While far from being a silver bullet, a shadow board might provide a new practice for a movement seeking to make itself relevant and locally-led. Borrowed from the corporate world, a shadow board is defined as a group of non-executive and younger employees that works with senior executives on strategic initiatives. Sometimes called a ‘mirror board,’ it is often comprised of younger employees from various departments who are beyond the mid- and senior ‘star performers.’ A shadow board also seeks to maintain gender balance.
While there is no standard function, a shadow board essentially aims to provide insights, incubate ideas, encourage scrutiny, and challenge traditional ways of thinking in order to stay ahead of disruption.
Why a shadow board?
A shadow board encourages human rights practitioners to reimagine ways of working. It allows for internal rethink processes not to come from consultants or specialists, but from a specific demographic that might have a fresher and uninhibited point of view.
How we advocate, implement projects, promote reports, produce statements, and forge networks can all benefit from a little scrutiny especially from those not senior enough to be involved in the executive board meetings where these decisions are being made.
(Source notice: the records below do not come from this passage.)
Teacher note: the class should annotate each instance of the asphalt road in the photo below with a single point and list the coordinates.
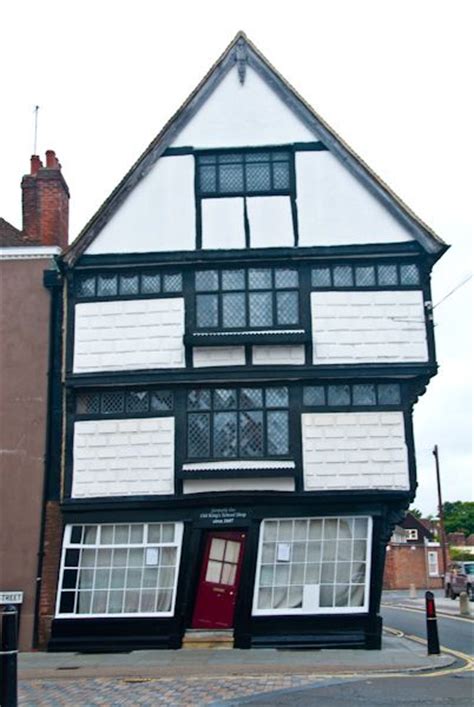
(451, 689)
(455, 633)
(447, 691)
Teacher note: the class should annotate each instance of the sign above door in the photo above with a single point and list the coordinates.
(222, 517)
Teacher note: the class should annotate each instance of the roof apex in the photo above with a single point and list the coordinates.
(432, 243)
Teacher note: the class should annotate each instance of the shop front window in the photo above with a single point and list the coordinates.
(313, 565)
(119, 570)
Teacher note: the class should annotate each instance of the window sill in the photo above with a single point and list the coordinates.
(261, 336)
(238, 469)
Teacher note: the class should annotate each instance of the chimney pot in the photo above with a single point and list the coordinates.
(35, 164)
(45, 202)
(51, 160)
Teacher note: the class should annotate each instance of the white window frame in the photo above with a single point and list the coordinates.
(67, 545)
(318, 610)
(433, 567)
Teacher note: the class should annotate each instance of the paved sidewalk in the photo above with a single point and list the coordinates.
(449, 607)
(202, 677)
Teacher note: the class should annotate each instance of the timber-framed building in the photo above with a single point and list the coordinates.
(246, 326)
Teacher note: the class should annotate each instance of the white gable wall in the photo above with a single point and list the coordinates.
(354, 450)
(334, 209)
(223, 223)
(237, 115)
(125, 335)
(368, 327)
(158, 215)
(270, 221)
(123, 457)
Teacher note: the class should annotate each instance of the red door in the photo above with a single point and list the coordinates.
(219, 580)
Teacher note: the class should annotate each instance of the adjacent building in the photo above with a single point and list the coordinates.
(414, 558)
(247, 324)
(25, 364)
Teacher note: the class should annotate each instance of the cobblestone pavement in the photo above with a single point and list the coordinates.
(189, 692)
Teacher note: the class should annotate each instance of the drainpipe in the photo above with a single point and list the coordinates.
(52, 280)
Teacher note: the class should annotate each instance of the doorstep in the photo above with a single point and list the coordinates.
(198, 639)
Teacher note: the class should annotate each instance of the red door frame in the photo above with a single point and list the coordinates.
(214, 606)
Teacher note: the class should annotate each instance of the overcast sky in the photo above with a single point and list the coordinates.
(393, 78)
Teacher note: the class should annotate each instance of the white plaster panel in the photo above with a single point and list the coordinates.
(354, 451)
(335, 209)
(159, 214)
(223, 223)
(365, 327)
(205, 356)
(270, 221)
(278, 355)
(125, 335)
(116, 459)
(216, 485)
(240, 115)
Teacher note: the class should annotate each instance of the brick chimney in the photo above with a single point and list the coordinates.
(45, 201)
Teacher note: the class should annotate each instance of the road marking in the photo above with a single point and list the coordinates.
(422, 611)
(467, 667)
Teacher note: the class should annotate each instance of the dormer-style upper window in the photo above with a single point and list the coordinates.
(246, 299)
(244, 173)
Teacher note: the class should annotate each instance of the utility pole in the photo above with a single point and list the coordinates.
(441, 514)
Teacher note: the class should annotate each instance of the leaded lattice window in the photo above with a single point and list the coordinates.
(244, 173)
(356, 395)
(123, 569)
(121, 285)
(252, 298)
(120, 403)
(231, 423)
(313, 565)
(365, 276)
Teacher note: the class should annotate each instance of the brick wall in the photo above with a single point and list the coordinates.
(349, 450)
(408, 564)
(53, 532)
(45, 202)
(123, 457)
(129, 334)
(359, 327)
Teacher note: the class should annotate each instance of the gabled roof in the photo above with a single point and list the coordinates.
(242, 51)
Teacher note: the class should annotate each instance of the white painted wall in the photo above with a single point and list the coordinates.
(158, 215)
(205, 356)
(223, 223)
(225, 485)
(238, 115)
(354, 450)
(368, 327)
(278, 355)
(270, 221)
(123, 457)
(335, 209)
(125, 335)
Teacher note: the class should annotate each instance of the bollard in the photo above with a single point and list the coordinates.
(464, 604)
(431, 625)
(9, 657)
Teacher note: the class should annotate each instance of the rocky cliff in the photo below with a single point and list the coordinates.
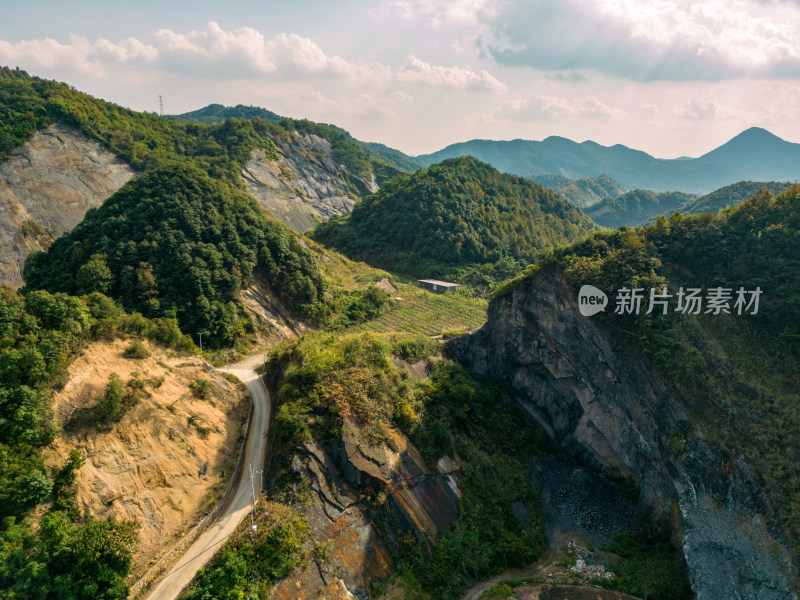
(304, 185)
(604, 406)
(46, 187)
(363, 500)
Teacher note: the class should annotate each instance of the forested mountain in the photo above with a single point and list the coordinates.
(754, 154)
(174, 242)
(215, 113)
(636, 207)
(730, 195)
(458, 213)
(581, 192)
(699, 404)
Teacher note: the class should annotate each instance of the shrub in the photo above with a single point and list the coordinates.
(201, 388)
(136, 349)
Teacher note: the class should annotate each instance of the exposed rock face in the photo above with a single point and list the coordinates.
(305, 185)
(46, 187)
(364, 499)
(609, 411)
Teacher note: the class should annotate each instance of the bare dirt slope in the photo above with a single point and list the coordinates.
(46, 187)
(305, 185)
(165, 463)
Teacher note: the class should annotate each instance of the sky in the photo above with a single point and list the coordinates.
(670, 77)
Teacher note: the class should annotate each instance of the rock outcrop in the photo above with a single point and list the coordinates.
(46, 187)
(304, 185)
(608, 409)
(365, 499)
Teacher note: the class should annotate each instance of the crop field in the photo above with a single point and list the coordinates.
(422, 312)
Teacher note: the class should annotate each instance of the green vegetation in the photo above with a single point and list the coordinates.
(248, 567)
(201, 388)
(136, 349)
(327, 379)
(736, 374)
(636, 207)
(455, 214)
(66, 560)
(215, 139)
(145, 141)
(347, 151)
(216, 113)
(390, 156)
(67, 556)
(175, 244)
(730, 195)
(423, 313)
(581, 192)
(468, 417)
(647, 570)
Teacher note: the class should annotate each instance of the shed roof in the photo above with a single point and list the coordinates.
(440, 283)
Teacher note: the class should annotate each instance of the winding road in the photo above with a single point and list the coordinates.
(238, 502)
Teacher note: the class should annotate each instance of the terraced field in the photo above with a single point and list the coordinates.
(421, 312)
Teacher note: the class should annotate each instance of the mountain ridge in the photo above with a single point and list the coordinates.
(776, 159)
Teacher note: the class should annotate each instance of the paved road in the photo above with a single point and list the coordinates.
(238, 502)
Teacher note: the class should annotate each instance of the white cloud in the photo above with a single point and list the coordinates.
(705, 107)
(435, 13)
(214, 51)
(551, 108)
(648, 40)
(418, 71)
(78, 55)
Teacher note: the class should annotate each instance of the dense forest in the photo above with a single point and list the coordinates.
(147, 141)
(459, 213)
(737, 373)
(730, 195)
(176, 243)
(216, 113)
(635, 207)
(581, 192)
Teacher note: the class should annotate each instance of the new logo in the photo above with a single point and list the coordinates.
(591, 300)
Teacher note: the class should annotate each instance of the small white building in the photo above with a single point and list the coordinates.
(440, 287)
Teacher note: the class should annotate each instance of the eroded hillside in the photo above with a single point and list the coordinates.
(46, 187)
(167, 461)
(304, 185)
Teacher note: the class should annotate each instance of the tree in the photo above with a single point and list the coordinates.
(94, 276)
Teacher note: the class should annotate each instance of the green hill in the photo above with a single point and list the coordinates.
(459, 213)
(147, 141)
(730, 195)
(175, 242)
(636, 207)
(737, 375)
(214, 113)
(753, 154)
(581, 192)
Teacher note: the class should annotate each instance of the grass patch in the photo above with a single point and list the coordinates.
(423, 313)
(136, 349)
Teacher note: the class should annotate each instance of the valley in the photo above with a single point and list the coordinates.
(487, 442)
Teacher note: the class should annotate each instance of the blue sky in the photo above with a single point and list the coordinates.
(670, 77)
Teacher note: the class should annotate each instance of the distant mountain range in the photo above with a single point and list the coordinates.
(755, 154)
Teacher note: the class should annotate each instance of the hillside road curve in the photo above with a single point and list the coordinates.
(238, 502)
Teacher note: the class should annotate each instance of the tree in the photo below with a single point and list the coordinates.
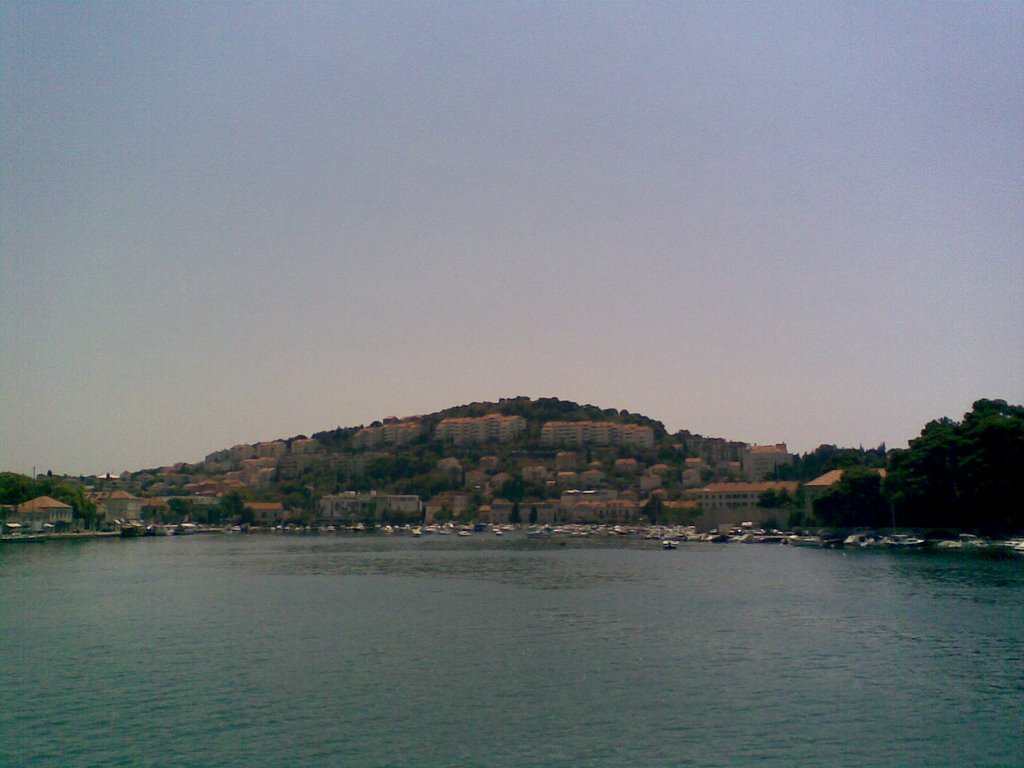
(231, 506)
(855, 501)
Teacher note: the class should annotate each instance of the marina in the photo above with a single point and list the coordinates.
(303, 649)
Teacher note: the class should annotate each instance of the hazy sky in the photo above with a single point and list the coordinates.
(228, 222)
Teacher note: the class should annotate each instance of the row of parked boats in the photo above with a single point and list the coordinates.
(859, 540)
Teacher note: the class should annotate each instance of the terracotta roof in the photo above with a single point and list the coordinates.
(828, 478)
(750, 487)
(41, 503)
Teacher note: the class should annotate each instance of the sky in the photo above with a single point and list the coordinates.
(232, 222)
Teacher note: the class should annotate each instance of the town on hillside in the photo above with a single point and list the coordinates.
(518, 461)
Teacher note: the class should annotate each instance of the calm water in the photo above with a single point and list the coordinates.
(263, 650)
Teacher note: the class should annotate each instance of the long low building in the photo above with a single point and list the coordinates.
(352, 507)
(600, 433)
(726, 504)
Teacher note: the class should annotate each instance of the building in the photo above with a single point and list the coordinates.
(44, 513)
(369, 507)
(489, 428)
(272, 450)
(391, 432)
(266, 513)
(305, 445)
(123, 506)
(729, 504)
(448, 505)
(761, 461)
(821, 483)
(602, 433)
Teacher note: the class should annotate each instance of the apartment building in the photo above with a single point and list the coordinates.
(391, 432)
(352, 506)
(489, 428)
(597, 433)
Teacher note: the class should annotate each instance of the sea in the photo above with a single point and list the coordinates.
(352, 649)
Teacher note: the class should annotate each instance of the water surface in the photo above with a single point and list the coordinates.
(269, 650)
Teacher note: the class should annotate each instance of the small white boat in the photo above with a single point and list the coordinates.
(902, 541)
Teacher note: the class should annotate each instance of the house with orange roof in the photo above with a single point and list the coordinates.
(44, 513)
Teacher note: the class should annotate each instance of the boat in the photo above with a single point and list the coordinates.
(131, 529)
(805, 541)
(902, 541)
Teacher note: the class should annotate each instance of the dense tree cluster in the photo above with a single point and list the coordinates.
(954, 475)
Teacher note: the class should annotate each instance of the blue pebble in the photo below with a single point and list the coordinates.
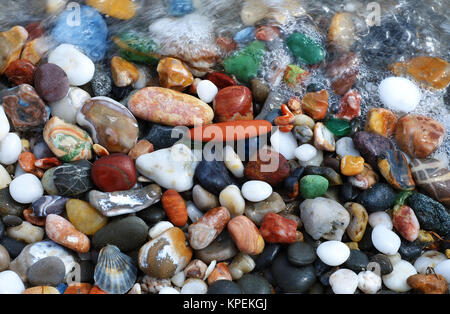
(180, 7)
(90, 34)
(245, 35)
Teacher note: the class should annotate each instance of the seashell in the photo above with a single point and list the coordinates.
(67, 141)
(174, 207)
(115, 272)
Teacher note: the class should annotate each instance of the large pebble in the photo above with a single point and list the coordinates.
(26, 189)
(171, 168)
(78, 67)
(333, 253)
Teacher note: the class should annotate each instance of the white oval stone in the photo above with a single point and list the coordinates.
(4, 124)
(10, 283)
(233, 162)
(305, 152)
(159, 228)
(78, 67)
(333, 253)
(345, 146)
(256, 191)
(26, 189)
(67, 108)
(207, 91)
(443, 268)
(396, 281)
(171, 168)
(344, 281)
(385, 240)
(10, 149)
(380, 218)
(399, 94)
(232, 199)
(428, 259)
(284, 143)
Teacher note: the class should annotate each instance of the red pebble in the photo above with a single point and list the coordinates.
(277, 229)
(350, 107)
(21, 72)
(233, 103)
(115, 172)
(221, 80)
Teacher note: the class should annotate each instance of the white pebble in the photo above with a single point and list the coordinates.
(207, 91)
(333, 253)
(443, 268)
(159, 228)
(10, 283)
(369, 282)
(396, 281)
(194, 286)
(26, 189)
(385, 240)
(345, 146)
(380, 218)
(284, 143)
(233, 162)
(344, 281)
(78, 67)
(428, 259)
(194, 213)
(10, 149)
(4, 124)
(256, 191)
(305, 152)
(168, 290)
(67, 108)
(399, 94)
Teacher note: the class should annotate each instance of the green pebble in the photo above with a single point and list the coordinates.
(305, 49)
(338, 127)
(313, 186)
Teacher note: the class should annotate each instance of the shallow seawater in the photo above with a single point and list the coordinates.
(407, 29)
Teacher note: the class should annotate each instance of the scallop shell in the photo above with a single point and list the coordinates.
(115, 272)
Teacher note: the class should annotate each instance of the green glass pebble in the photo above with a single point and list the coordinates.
(305, 49)
(245, 64)
(338, 127)
(313, 186)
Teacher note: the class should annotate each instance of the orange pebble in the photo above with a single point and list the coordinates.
(352, 165)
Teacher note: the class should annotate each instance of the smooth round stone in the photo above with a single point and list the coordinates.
(4, 258)
(344, 146)
(49, 271)
(301, 254)
(51, 82)
(90, 35)
(428, 259)
(305, 152)
(224, 287)
(291, 279)
(10, 149)
(380, 218)
(284, 143)
(10, 283)
(254, 284)
(78, 67)
(399, 94)
(26, 189)
(396, 281)
(385, 240)
(344, 281)
(256, 191)
(333, 253)
(443, 268)
(206, 91)
(68, 107)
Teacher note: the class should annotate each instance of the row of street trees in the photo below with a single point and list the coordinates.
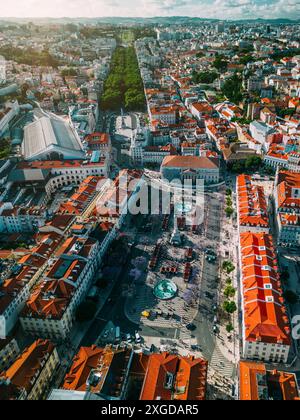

It could be a playground for fresh methodologies and can alleviate organizations’ addiction to institutionalism and proceduralism.
Drawing on young peoples’ experiences and creative mindsets, a shadow board may also ease over-professionalization. Ultimately, a human rights narrative should be able to reach broad audiences. The use of technical language and expected ‘expertise’ in many rights organizations, however, seem to fuel hierarchy and has made it daunting for early-career employees to even suggest ideas to senior management or voice out a comment during a strategic planning session.
If what the human rights movement ultimately needs are new ways of working, a shadow board offers a space for creativity, free of pre-existing notions and judgement, even though it sounds a bit crazy at first.
Finally, the very establishment of a shadow board supports a larger movement. Nurturing the youth movement inside human rights organizations itself is imperative. With Generation Z increasingly a part of the workforce, organizations need to pay attention to these changemakers within their reach.
Almost all examples of implementing a shadow board are confined within for-profit-businesses—fashion, information technology, hospitality, paper and packaging, and audit and tax firms, to name a few. While the idea is new, it has certainly delivered dividends to these industries and revived what could have been dying business models.
Parallelly, with the myriad issues faced by civil society—shrinking civic space, rising authoritarianism, climate change, and a widening income gap, among many others—our advocacy models need re-imagination. There are nascent example of this: using stand-up comedy as dissent in India; tracking Russian oligarchs on Twitter; using data storytelling to raise awareness on Asian farmers; featuring coming out stories on Youtube (and hearing real responses from parents); producing hopeful art on climate change or the pandemic, using memes to raise human rights awareness; providing Ukraine updates on Reddit, the United Nations having a TikTok account; or even just making fun of ourselves. And who can forget when K-pop stans mobilized to ruin Donald Trump’s rally?
Ensuring its integrity
If the above ideas sound ridiculous or naïve to you, that’s exactly the kind of boomer mentality we all need to get rid of. A shadow board’s potential feedback and ideas, then, would need to be supported by management to realize what it could achieve. In some corporate organizations, CEOs play an active role within the shadow boards to achieve maximum impact. Similarly, senior leaders within the human rights field need to indicate its receptiveness to new ideas if they are to remain afloat. Without concrete support, a shadow board becomes self-defeating.
It goes without saying that younger employees who are in unpaid junior positions should be compensated. Young employees and the enormous potential for change they inherently possess must not be exploited, but rather encouraged, guided, and maintained in all possible ways. After all, it is in the human rights community’s best interest to employ all available tools and methods to effect meaningful change at large.
Dominique Calañas is based in The Philippines and is currently working in the non-profit sector.